Una noche, estaba sentado respirando entrecortadamente en el sillón, viendo Coronation Street con su madre. Cada inspiración ruidosa por su parte ponía a prueba los nervios de ésta. Joyce miró a su hijo con una expresión de fatiga y comprensión.
«Si estuvieras bebiendo me lo dirías, ¿verdad, Brian?».
«Ya te lo he dicho», gimió éste exasperado, «¡yo no bebo! ¡¿Cuándo iba a hacerlo?! Estoy todo el día en el trabajo, estuve en el Royal Hospital para que me hicieran las pruebas…, ¡de dónde voy a sacar tiempo para beber!».
«Perdona, hijo», dijo Joyce, preocupada, pues últimamente había visto a su hija en claro estado de embriaguez en alguna que otra ocasión, «sólo quiero que sepas que puedes confiar en mí…».
«Lo sé, mamá», dijo Kibby agradecido, antes de añadir pensativamente: «¿Sabes los americanos esos que vienen por aquí? ¿Los misioneros?».
«El hermano Clinton y el hermano Alien, de la Nueva Iglesia de los Apóstoles de Cristo, en Texas…», dijo Joyce con una sonrisa. «Les he dicho que jamás me convertirán, pero son un par de muchachos encantadores».
«A ellos no les está permitido beber ni…, eh…, andar con chicas, ¿verdad?».
«No pueden beber alcohol y lo otro está excluido hasta que contraen matrimonio», dijo Joyce con añoranza. Opinaba que el Libro del Moderno Testamento era una sarta de bobadas y sus autores unos herejes y unos falsos profetas, pero el código moral de sus seguidores le había impresionado.

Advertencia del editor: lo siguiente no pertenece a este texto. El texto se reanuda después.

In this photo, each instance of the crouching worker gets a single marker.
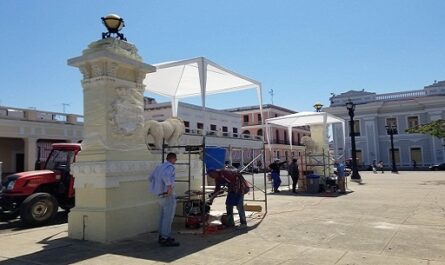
(237, 187)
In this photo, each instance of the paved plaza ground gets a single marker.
(388, 219)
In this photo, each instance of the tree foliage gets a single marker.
(434, 128)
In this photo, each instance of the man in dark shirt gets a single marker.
(275, 172)
(235, 197)
(294, 173)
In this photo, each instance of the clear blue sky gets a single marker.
(303, 50)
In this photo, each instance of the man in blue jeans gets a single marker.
(236, 188)
(162, 181)
(275, 172)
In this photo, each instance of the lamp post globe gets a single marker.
(351, 108)
(318, 106)
(114, 24)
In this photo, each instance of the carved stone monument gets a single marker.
(112, 201)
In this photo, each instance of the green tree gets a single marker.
(434, 128)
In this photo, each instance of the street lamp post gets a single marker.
(351, 108)
(318, 106)
(391, 130)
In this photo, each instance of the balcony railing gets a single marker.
(401, 95)
(36, 115)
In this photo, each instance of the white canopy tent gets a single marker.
(303, 119)
(196, 77)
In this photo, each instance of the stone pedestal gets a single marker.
(111, 171)
(320, 156)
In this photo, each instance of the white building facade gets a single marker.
(402, 109)
(279, 145)
(221, 129)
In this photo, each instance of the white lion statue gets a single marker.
(170, 130)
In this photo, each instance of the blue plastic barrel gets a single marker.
(214, 158)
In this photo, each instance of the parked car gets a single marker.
(438, 167)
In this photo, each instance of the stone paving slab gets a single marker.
(388, 219)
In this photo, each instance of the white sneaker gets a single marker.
(242, 226)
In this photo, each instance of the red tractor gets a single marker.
(37, 195)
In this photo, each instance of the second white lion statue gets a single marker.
(170, 130)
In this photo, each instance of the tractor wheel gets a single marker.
(39, 209)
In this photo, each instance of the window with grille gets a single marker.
(413, 121)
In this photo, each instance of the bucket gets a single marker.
(214, 158)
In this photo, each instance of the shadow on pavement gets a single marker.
(17, 224)
(319, 194)
(64, 250)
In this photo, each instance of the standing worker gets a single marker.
(237, 187)
(162, 181)
(294, 173)
(341, 178)
(275, 172)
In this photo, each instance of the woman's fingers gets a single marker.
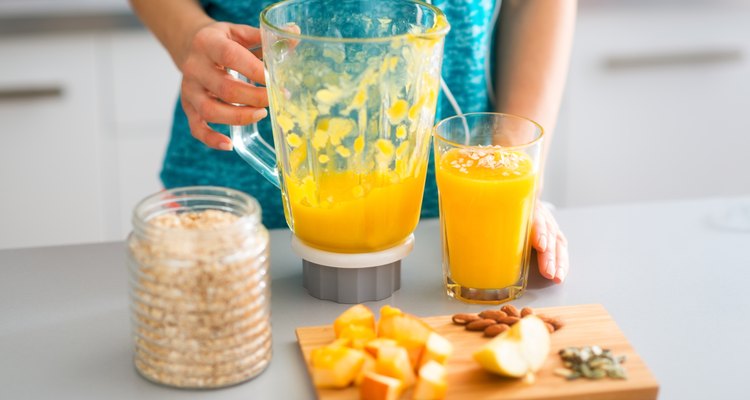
(539, 230)
(211, 109)
(231, 90)
(550, 255)
(201, 131)
(230, 54)
(562, 258)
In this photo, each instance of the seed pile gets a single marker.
(591, 362)
(495, 322)
(199, 298)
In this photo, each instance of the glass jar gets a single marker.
(199, 287)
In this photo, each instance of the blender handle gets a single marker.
(251, 147)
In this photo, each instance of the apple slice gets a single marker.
(379, 387)
(354, 315)
(394, 362)
(431, 383)
(335, 366)
(517, 352)
(437, 348)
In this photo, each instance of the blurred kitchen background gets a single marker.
(656, 109)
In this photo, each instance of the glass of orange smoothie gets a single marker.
(487, 166)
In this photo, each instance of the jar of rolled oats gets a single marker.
(199, 288)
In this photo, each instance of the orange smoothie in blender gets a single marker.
(485, 194)
(355, 213)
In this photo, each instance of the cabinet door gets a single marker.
(49, 157)
(658, 105)
(144, 88)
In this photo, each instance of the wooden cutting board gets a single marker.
(585, 325)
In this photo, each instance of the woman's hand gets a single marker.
(550, 244)
(207, 89)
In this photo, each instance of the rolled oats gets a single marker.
(199, 288)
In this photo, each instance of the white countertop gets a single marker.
(673, 279)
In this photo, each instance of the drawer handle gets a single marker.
(30, 92)
(687, 58)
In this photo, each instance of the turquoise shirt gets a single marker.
(189, 162)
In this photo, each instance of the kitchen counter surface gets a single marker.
(673, 275)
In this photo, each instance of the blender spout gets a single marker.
(250, 146)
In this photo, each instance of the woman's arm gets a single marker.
(534, 43)
(535, 39)
(202, 49)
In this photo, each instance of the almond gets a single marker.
(493, 314)
(463, 319)
(494, 330)
(511, 310)
(480, 324)
(509, 320)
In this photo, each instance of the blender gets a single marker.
(352, 86)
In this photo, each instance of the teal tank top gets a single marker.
(189, 162)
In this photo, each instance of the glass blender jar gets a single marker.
(353, 86)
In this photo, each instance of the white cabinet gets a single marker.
(144, 86)
(657, 106)
(50, 158)
(84, 121)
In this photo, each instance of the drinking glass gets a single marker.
(487, 166)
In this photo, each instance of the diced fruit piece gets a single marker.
(373, 346)
(437, 348)
(431, 383)
(341, 342)
(408, 331)
(358, 334)
(517, 352)
(355, 315)
(387, 310)
(379, 387)
(335, 366)
(394, 362)
(367, 366)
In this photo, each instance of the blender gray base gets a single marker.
(351, 285)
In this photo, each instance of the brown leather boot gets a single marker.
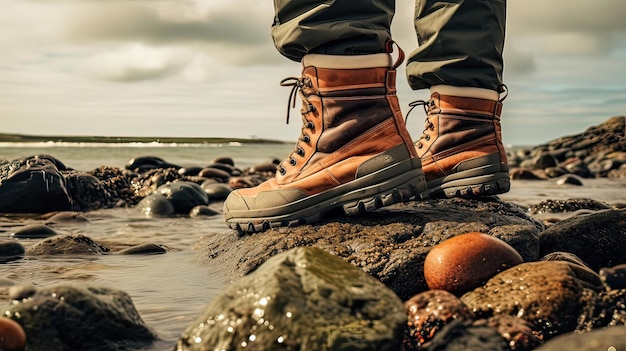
(354, 153)
(461, 147)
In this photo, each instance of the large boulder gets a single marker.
(303, 299)
(66, 317)
(390, 244)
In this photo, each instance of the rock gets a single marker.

«Son jóvenes…, seguro que, eh, tienen ciertos impulsos».
«No dudo de que así sea», dijo Joyce, «pero para eso está la fe, Brian. Quizá te vendría bien pasar un poco más de tiempo en la iglesia».
No era aquello lo que él habría querido oír.
Poco tiempo después, Kibby estaba sentado en el comedor del ayuntamiento ante una ensalada, enfrentado a un nuevo dilema. Sentía un hambre voraz, en particular de comestibles azucarados y grasientos, pero trató de refrenarse, sintiendo cómo la tripa le sobresalía por encima de la parte superior de sus pantalones. «No puedo creer que esté engordando tanto», rumió desconsolado. Shannon McDowall trataba de confortarle diciéndole que era algo propio de la edad. Kibby miraba, boquiabierto de envidia a un inmaculado Skinner, que se estaba poniendo como el quico. Últimamente su antiguo rival se había venido mostrando más amigable, al menos a la cara. «No es justo, tú nunca pareces engordar, y sin embargo comes como una mula y bebes como un pez».
«Metabolismo acelerado», le informó Skinner con una sonrisa jovial, mientras miraba hacia el mostrador de la cocina. «Creo que me apetece otro trozo de ese pringoso pudín de toffee. ¡Jamás he podido resistirme a él!».